No it isn't. :redface:

Write it out in full before trying to invert it. :smile:

[eumyang]

y= [sqrt] x^2 + 9
Need some parentheses. I don't know if you mean
y = \sqrt{x^2} + 9
or
y = \sqrt{x^2 + 9}



y = [sqrt] x^2 +9
x= [sqrt] y^2 +9
x-3= y

I did the sqrt of 9, and sqrted y and its wrong.
Looks like the 9 is INSIDE the square root. You got it completely wrong from line 2 to line 3. From line 2, square both sides, and then subtract the 9. Then solve for y.

[HallsofIvy]

There are two commonly taught ways to find inverses of functions:
1) First solve y= f(x) for x, then swap x and y.
2) First swap x and, y, then solve for y.
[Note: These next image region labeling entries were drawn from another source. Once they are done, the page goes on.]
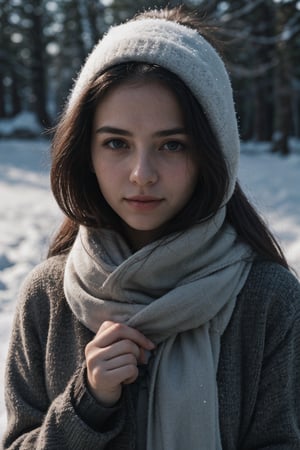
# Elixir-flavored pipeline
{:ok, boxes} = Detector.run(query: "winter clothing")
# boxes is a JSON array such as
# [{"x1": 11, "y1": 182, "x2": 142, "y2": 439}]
[
  {"x1": 4, "y1": 256, "x2": 300, "y2": 450},
  {"x1": 69, "y1": 19, "x2": 240, "y2": 203},
  {"x1": 65, "y1": 212, "x2": 252, "y2": 450}
]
So given f(x)= \sqrt{x^2+ 9}, you can write that, first, as y= \sqrt{x^2+ 9} then swap x and y to write x= \sqrt{y^2+ 9}.

However, it is not true that \sqrt{a^2+ b^2}= a+ b. For example, \sqrt{9+ 16}= \sqrt{25}= 5, not \sqrt{9}+ \sqrt{16}= 3+ 4= 7.

In order to solve x= \sqrt{y^2+ 9} for y, start by squaring both sides.